Gansey took pity on Adam, and he relented that they could at least wait until the next day to decide on a course of action. Gansey had received enough medical training to discern that Adam did not need immediate aid though he did insist on cold packs. While Ronan stayed to keep Adam company, or to keep guard as Ronan likely viewed it, Gansey briefly left the apartment to purchase ice packs, painkillers, and pizza.

When he returned, Adam had laid on his back across his mattress, and Ronan pressed cold rags on his sensitive skin. Gansey quietly entered and offered a towel-wrapped ice pack without a word. Ronan made the switch and used the ice pack to reduce the inflammation.

“You should probably eat something, Adam,” Gansey advised, his voice quiet as if he addressed a caged animal.

“Not hungry. Nauseous,” Adam muttered without opening his eyes. “You two should go home. I’ll be fine.”

“You’re an idiot,” Ronan sighed.

Ronan and Gansey both stayed the night. Gansey made another trip, this time to Monmouth for his laptop and a couple of futons, but they ended up crowding onto Adam’s mattress for the better part of the evening. They kept Adam in the middle with enough room to make him feel safe without smothering him, and they watched movies on Gansey’s laptop. One after another until the sun ducked beneath the horizon.

They managed to persuade Adam to eat half a slice of pizza, but even Ronan and Gansey did not truly feel like eating. Most of the pizza went into Adam’s cupboard. He could eat it later.

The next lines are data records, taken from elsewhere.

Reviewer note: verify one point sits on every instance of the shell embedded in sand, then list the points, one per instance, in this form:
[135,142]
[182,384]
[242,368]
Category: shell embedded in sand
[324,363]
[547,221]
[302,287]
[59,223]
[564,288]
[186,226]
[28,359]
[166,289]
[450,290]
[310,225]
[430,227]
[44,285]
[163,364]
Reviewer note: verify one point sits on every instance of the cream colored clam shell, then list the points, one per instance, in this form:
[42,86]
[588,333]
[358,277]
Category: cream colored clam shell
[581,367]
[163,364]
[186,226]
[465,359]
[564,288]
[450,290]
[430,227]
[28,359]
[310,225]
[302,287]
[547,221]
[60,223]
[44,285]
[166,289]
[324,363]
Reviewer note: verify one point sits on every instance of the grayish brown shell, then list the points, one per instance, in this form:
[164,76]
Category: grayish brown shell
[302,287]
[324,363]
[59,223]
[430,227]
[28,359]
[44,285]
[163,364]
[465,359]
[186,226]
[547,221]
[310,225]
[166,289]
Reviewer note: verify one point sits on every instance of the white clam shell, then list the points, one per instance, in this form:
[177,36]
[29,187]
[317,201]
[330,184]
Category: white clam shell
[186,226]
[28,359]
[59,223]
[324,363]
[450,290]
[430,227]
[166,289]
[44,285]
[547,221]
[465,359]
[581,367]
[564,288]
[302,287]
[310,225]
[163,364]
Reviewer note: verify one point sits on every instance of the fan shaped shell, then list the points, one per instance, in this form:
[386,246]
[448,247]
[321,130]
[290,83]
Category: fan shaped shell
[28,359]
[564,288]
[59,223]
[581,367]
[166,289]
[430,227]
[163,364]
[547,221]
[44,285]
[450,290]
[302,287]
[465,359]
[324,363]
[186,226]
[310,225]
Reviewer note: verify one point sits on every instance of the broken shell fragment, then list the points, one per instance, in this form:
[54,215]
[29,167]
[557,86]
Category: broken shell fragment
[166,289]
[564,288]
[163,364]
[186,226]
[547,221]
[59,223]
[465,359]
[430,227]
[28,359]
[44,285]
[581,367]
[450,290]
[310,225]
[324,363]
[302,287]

Adam fell asleep with his head resting on Ronan’s shoulder. If Adam realized, he would no doubt flip and not speak to either of them for a week, but Ronan watched the rest of the movie as if he did not notice. Gansey did not plan to ruin the moment.

When the last movie ended, Gansey shut his laptop. He positioned the two futons next to Adam’s mattress while Ronan gently situated Adam on his bed without waking him. Ronan took the futon in the middle, and Gansey took the last. Safety in numbers.

Ronan wanted to rip that man apart. Gansey constantly told him that the court would take care of the situation more effectively than he ever could, but Ronan had his doubts. The piece of shit that called himself Adam’s father deserved nothing less than to be buried alive.

The only thing that kept him from marching down to that trailer park was Adam himself. Geez, the kid. Ronan could only imagine what happened inside the trailer house, but he could not even lift himself out of his car. He had choked back a sob, and he did not even protest when Ronan practically carried him into his own house.

And his eyes. Blank. As if he was already dead.

If that bastard did something irreparable, Ronan would kill him. Not even Gansey could keep him from that.

But for now he played the part. Iced his chest. Let him fall asleep on his shoulder. Even laid beside him to offer comfort that only proximity to those he trusted could.

And when Adam seized up in his sleep, Ronan gently placed a hand on his shoulder until Adam relaxed. His eyes blinked open in the dark.

“Ronan?”

“Yeah, just me. You’re okay,” Ronan assured him.

Silence. For a moment.

“I’m an idiot,” Adam muttered.

“You are,” Ronan agreed. “But not for the reason you think. When are you going to realize that you just have to ask us for help with this kind of thing? Don’t you think we would rather know than find you missing at school because your dad beat the shit out of you again?”

Adam winced, and Ronan almost felt bad. But this needed to be said.

“Talk to us,” Ronan urged. Almost pleaded. He rubbed his thumb gently against Adam’s arm before he pulled back entirely.

“You’re the idiot,” Adam said. “For doing this. For caring.”

Ronan huffed a dry laugh. “They say idiots run in packs, you know.”

Notes:

I love Adam, and I only wanted to give him comfort, and somehow, I ended up hurting him even more instead. Whoops. At least Ronan and Gansey are there to give him all the cuddles he needs.